2015年2月9日
今回は瀬戸内海の西端 周防灘と伊予灘の境界に位置する姫島です。
姫島は面積7㎢に満たない小さな島ですが、一つの島で一つの村(大分県姫島村)です。
当地は、石器時代の黒曜石の有名な産地であり、古事記の国産み神話の舞台の一つであり、また幕末の馬関戦争で勝利した連合艦隊(英米仏蘭)の拠点となった地。さらに私の配偶者が愛読する内田康夫氏には「姫島殺人事件」という著書もあって、私も「姫島」という名前だけは聞いたことがありますが、以前、国東半島を一周したときには、姫島に渡ることなど考えもしませんでした。
今回、事前に調べてみると、アサギマダラという渡りをする蝶が羽を休める5月、10月頃が、訪問するのには良い時期なのでしょうが、九州に行く予定もできたので、「少しは暖かいだろう」と思い、姫島に立ち寄ることにしました。
しかし、大分空港に降りる前から、「大分空港は小雪が舞う」とのアナウンスです。レンタカーで伊美港に向かう道では、結構な量の雪が舞い始めます。港に着くと強い風で歩くのもやっとの感じ・・姫島村営のフェリーに乗ると上下に大きく揺れます。これまで船酔いの経験はありませんが、ちょっと気分が悪くなり「危ないかな」と思ったところで姫島に到着です。

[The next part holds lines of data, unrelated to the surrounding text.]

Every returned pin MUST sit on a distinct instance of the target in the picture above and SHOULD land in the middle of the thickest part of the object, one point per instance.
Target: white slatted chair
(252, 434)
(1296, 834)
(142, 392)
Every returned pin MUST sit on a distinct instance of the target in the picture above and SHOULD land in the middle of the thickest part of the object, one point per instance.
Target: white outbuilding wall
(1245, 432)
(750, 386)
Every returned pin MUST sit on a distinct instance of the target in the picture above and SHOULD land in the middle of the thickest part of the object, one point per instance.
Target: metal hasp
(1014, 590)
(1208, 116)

わずか20分ほどの船旅・・1時間に1便ですから、福井のバスより便利かもしれません。
このフェリーには、島に渡る際には救急車が乗り込み、数時間後に島から戻る際にはパトカーが乗り込んできました。島民の生活の足というだけでなく、こうした緊急車両がフェリーで移動するというのも、わずか20分程度の距離にあるからでしょう。
しかし、救急車は、島では国保直営診療所で患者を乗せたのでしょうが、そこからどこに行ったのかは気になりました。伊美港の近くにある病院は療養病床のみ・・急性期対応ができそうな一般病院は大分空港周辺か、豊後高田市・宇佐市周辺。いずれも伊美港から30~40分程度の時間距離です。島から1時間程度と許容範囲とも思えますが、緊急時には厳しいかもしれません。しかし、これは離島というよりは国東半島全体の医療問題と考えるべきなのだと思います。

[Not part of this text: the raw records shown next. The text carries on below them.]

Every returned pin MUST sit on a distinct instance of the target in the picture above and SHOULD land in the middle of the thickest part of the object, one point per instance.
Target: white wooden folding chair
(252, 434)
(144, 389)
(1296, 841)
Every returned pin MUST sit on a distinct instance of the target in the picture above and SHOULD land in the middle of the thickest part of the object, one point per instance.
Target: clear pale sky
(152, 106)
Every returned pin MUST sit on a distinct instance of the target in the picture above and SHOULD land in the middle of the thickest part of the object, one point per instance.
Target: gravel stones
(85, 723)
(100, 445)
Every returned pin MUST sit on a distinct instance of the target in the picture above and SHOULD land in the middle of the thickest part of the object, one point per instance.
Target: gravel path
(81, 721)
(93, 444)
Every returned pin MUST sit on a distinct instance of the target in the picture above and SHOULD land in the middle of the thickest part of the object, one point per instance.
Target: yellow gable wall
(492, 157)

さて、「少しは暖かいだろう」との期待とは異なり、島の気温は約1度・・2日前に配偶者と行った札幌雪祭りの気温は約4度・・北海道より寒い気候に来たことを後悔です。
人口2千人程度の島にはタクシーもなく、島内観光の唯一の足~レンタサイクルも店が閉まっており、やむなく黒曜石が有名な観音崎に徒歩で向かいますが、強い海風に前進もままなりません。姫島特産の車エビの養殖場の近くを通り、港の向こうに島最高峰矢筈岳(写真)を、海の向こうに佐田岬半島が見えたところでUターン。
晴れ間の中に小雪が舞う集落の中を、姫島庄屋古庄家の前を通り、姫島小学校の角を曲がり、国保直営診療所の前を通って、大帯八幡社に参拝と・・島の西部を散策したところで、寒さに負けて、島一周をあきらめました。
フェリーの待合所に辿りつき、「姫島車えび しゃぶしゃぶフェアー(2月7日~3月31日)」のポスターを見て、少し気持ちが暖かくなり、2Fの展望台から逆光の中に映える国東の山々の神々しさを感じて、やっと後悔が失せました。
残りの島の風景は、3月にTBSで再放送される「姫島殺人事件」で見ることにします。
その上で、5月か10月の暖かい時に、再度、姫島に行くことを考えたいと思います。